Einen Tag darauf forderte Seinitz: „Obama an die Nahost-Front!“ und teilte seinen Lesern mit, was das „größte Hindernis“ auf dem Weg zum Nahostfrieden sei: „die koloniale Siedlerpolitik des Zionismus.“ (Kronen Zeitung, 24. Nov. 2012) Es dürfte Seinitz entgangen sein, dass im Westjordanland seit Jahren keine neuen Siedlungen mehr errichtet wurden, sondern die genehmigten Bautätigkeiten sich auf dem Gebiet bereits bestehender Gemeinden abgespielt haben. Auch bleibt es Seinitz‘ Geheimnis, was eine Schule in Ariel oder ein Kindergarten in Ma’ale Adumim mit „Kolonialismus“ zu tun haben soll. Seine Position ist dennoch weit verbreitet: Über eine Million Araber, die gleichberechtigt in Israel leben, sollen kein Hindernis für den Frieden sein, wohl aber ein paar Hunderttausend Juden in der Westbank – den Unterschied verstehe, wer kann.

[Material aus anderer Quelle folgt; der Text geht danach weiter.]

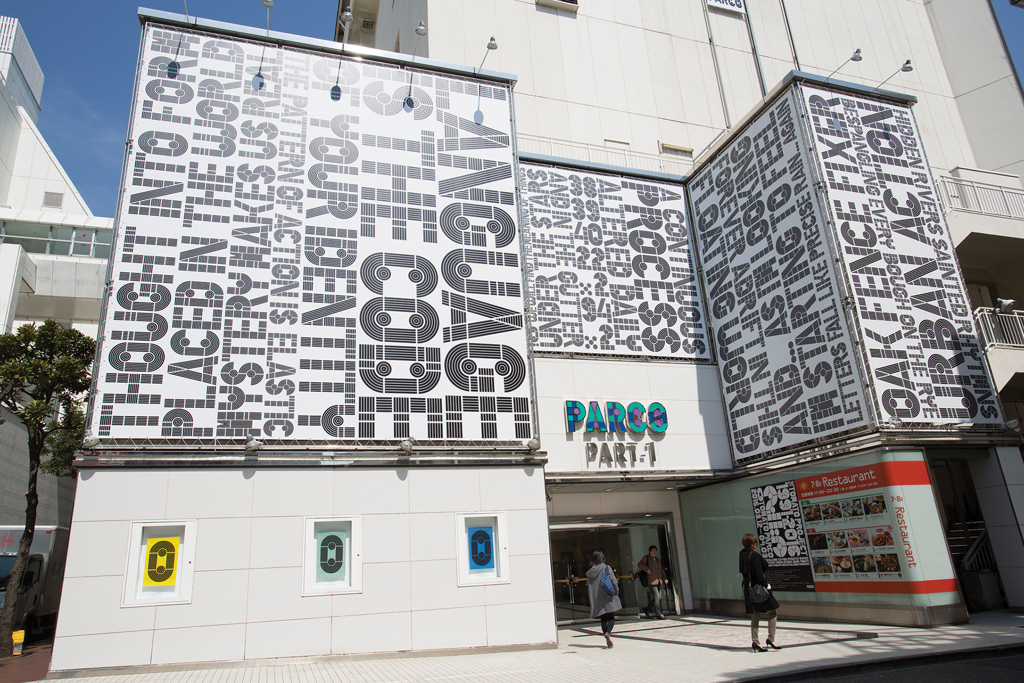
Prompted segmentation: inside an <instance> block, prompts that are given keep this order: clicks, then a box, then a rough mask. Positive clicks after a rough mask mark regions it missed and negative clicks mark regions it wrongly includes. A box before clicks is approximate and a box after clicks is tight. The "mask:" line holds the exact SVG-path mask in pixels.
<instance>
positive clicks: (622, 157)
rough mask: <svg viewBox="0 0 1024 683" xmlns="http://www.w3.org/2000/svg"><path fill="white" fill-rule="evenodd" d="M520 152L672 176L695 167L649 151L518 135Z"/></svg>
mask: <svg viewBox="0 0 1024 683" xmlns="http://www.w3.org/2000/svg"><path fill="white" fill-rule="evenodd" d="M516 139H517V141H518V143H519V152H526V153H532V154H538V155H547V156H549V157H564V158H566V159H578V160H580V161H588V162H592V163H595V164H608V165H610V166H623V167H626V168H635V169H638V170H642V171H655V172H660V173H670V174H672V175H684V174H686V173H688V172H689V171H690V169H692V168H693V162H692V161H689V160H683V159H673V158H672V157H671V156H669V155H652V154H648V153H646V152H636V151H634V150H628V148H617V147H609V146H605V145H601V144H590V143H588V142H573V141H571V140H562V139H558V138H555V137H543V136H541V135H529V134H526V133H519V134H518V135H517V136H516Z"/></svg>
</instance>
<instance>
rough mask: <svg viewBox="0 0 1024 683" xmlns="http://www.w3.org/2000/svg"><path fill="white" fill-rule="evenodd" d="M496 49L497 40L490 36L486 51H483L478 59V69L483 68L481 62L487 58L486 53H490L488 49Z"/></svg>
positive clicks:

Den mit Abstand abwegigsten Kommentar zum Gaza-Krieg steuerte allerdings Wolfgang Fellner bei, der Herausgeber des Gratisblattes Österreich. „Israel muss den Palästinenserstaat zulassen“, lautete der Titel seines Beitrags vom vergangenen Mittwoch. „Es fällt schwer, Israel für den neuen, völlig unnötigen Gaza-Krieg zu kritisieren“, begann Fellner seine Kolumne, und als Leser dachte man schon: Dann lassen Sie es eben. Doch er setzte fort: „ – aber es ist nötig.“ Warum, das wurde auch im weiteren Verlauf des Textes nicht klar. Dafür folgte ein besonders schamloses Beispiel dafür, wie man tödlichen Terror verharmlosen kann: „Völlig unbestritten ist, dass die Israelis seit Monaten von den Rotzbuben-Terroristen der Hamas provoziert werden. Diese Mini-Bin-Ladens schießen Schrott-Raketen auf Tel Aviv und andere Orte“. Alles mehr oder weniger harmlos also, womit Israel da konfrontiert ist. „Auf der anderen Seite steht mit Gaza ein Freiluft-Gefängnis, das unmenschlich ist. Kinder und Eltern sind hinter Stacheldraht zusammengepfercht.“ Indem Fellner den palästinensischen Propagandabegriff eines „Freiluftgefängnisses“ bemühte – eines unmenschlichen zumal – bewies er, dass er weder von Gefängnissen noch von der Lage im Gazastreifen eine Ahnung hat. Nur so viel: Israel hat den Gazastreifen im Sommer 2005 völlig geräumt; wenn der „Dank“ dafür nicht Tausende Raketen und andere Terrorangriffe auf Israel gewesen wären, hätte auch keine Blockade verhängt werden müssen, um den Waffenschmuggel nach Gaza zu verhindern. Worauf Fellner mit dem Stacheldraht anspielen wollte, darüber kann nur gemutmaßt werden. Sollte das aber eine Anspielung auf Bilder aus NS-Konzentrationslagern sein, wäre dies nicht nur eine infame Gleichsetzung gewesen, sondern schlicht antisemitisch.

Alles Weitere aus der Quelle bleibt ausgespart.